Installation
January 23, 2026 · View on GitHub
Requirements
The code is built and tested with Python 3.10, CUDA 12.8, and PyTorch 2.7.1.
Preparation
1. Clone the repository
git clone https://github.com/InternRobotics/InternVLA-A1.git
cd InternVLA-A1
2. Create Conda Environment
conda create -y -n internvla_a1 python=3.10
conda activate internvla_a1
pip install --upgrade pip
3. Install System Dependencies
We use FFmpeg for video encoding/decoding and SVT-AV1 for efficient storage.
conda install -c conda-forge ffmpeg=7.1.1 svt-av1 -y
4. Install PyTorch (CUDA 12.8)
pip install torch==2.7.1 torchvision==0.22.1 torchaudio==2.7.1 \
--index-url https://download.pytorch.org/whl/cu128
5. Install Python Dependencies
pip install torchcodec numpy scipy transformers==4.57.1 mediapy loguru pytest omegaconf
pip install -e .
6. Patch HuggingFace Transformers
We replace the default implementations of several model modules (e.g., π0, InternVLA_A1_3B, InternVLA_A1_2B) to support custom architectures for robot learning.
TRANSFORMERS_DIR=${CONDA_PREFIX}/lib/python3.10/site-packages/transformers/
cp -r src/lerobot/policies/pi0/transformers_replace/models ${TRANSFORMERS_DIR}
cp -r src/lerobot/policies/InternVLA_A1_3B/transformers_replace/models ${TRANSFORMERS_DIR}
cp -r src/lerobot/policies/InternVLA_A1_2B/transformers_replace/models ${TRANSFORMERS_DIR}
Make sure the target directory exists—otherwise create it manually.

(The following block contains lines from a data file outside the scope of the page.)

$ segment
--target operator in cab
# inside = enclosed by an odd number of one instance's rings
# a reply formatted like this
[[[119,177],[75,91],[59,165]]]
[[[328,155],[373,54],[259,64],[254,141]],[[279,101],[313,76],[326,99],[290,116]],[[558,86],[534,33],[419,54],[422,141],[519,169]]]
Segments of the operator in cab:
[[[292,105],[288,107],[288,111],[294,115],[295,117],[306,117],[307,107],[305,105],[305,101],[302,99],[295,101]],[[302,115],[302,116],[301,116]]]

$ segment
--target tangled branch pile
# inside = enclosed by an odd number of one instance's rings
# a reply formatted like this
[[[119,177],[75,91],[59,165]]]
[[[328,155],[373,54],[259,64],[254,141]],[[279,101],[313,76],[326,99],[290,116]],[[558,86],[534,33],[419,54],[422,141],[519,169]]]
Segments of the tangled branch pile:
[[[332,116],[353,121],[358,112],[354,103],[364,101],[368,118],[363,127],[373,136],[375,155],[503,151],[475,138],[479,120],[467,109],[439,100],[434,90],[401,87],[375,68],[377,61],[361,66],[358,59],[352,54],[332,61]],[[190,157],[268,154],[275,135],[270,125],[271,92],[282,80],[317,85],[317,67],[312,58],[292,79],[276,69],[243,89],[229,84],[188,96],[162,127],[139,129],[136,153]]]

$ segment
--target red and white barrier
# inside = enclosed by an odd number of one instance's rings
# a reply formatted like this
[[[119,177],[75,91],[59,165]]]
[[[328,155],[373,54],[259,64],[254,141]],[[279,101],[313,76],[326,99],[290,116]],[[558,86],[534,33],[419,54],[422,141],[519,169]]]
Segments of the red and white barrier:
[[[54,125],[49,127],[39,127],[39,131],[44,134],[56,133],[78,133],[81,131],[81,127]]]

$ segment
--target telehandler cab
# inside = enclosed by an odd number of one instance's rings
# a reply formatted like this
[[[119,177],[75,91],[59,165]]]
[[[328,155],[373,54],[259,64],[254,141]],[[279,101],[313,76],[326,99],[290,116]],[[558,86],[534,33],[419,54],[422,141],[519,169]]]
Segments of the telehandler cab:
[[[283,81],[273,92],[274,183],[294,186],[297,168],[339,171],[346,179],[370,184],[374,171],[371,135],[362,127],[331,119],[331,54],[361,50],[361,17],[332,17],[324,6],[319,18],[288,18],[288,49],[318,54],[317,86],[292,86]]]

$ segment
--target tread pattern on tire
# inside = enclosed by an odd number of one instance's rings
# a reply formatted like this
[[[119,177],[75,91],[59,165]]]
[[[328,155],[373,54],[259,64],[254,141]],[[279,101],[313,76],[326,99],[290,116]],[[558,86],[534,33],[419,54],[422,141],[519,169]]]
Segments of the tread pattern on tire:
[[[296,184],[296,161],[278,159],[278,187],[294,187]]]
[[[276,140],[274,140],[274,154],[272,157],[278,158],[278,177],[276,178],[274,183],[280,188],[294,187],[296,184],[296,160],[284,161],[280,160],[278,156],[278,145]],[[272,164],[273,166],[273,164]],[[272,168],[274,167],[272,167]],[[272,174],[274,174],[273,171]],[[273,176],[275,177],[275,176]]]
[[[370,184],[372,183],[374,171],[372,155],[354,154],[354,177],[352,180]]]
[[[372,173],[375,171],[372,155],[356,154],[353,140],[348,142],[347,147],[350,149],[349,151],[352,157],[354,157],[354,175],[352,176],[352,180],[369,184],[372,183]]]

7. Configure Environment Variables
export HF_TOKEN=your_token # for downloading hf models, tokenizers, or processors
export HF_HOME=path_to_huggingface # default: ~/.cache/huggingface
8. Link Local HuggingFace Cache
ln -s ${HF_HOME}/lerobot data
This allows the repo to access datasets via ./data/.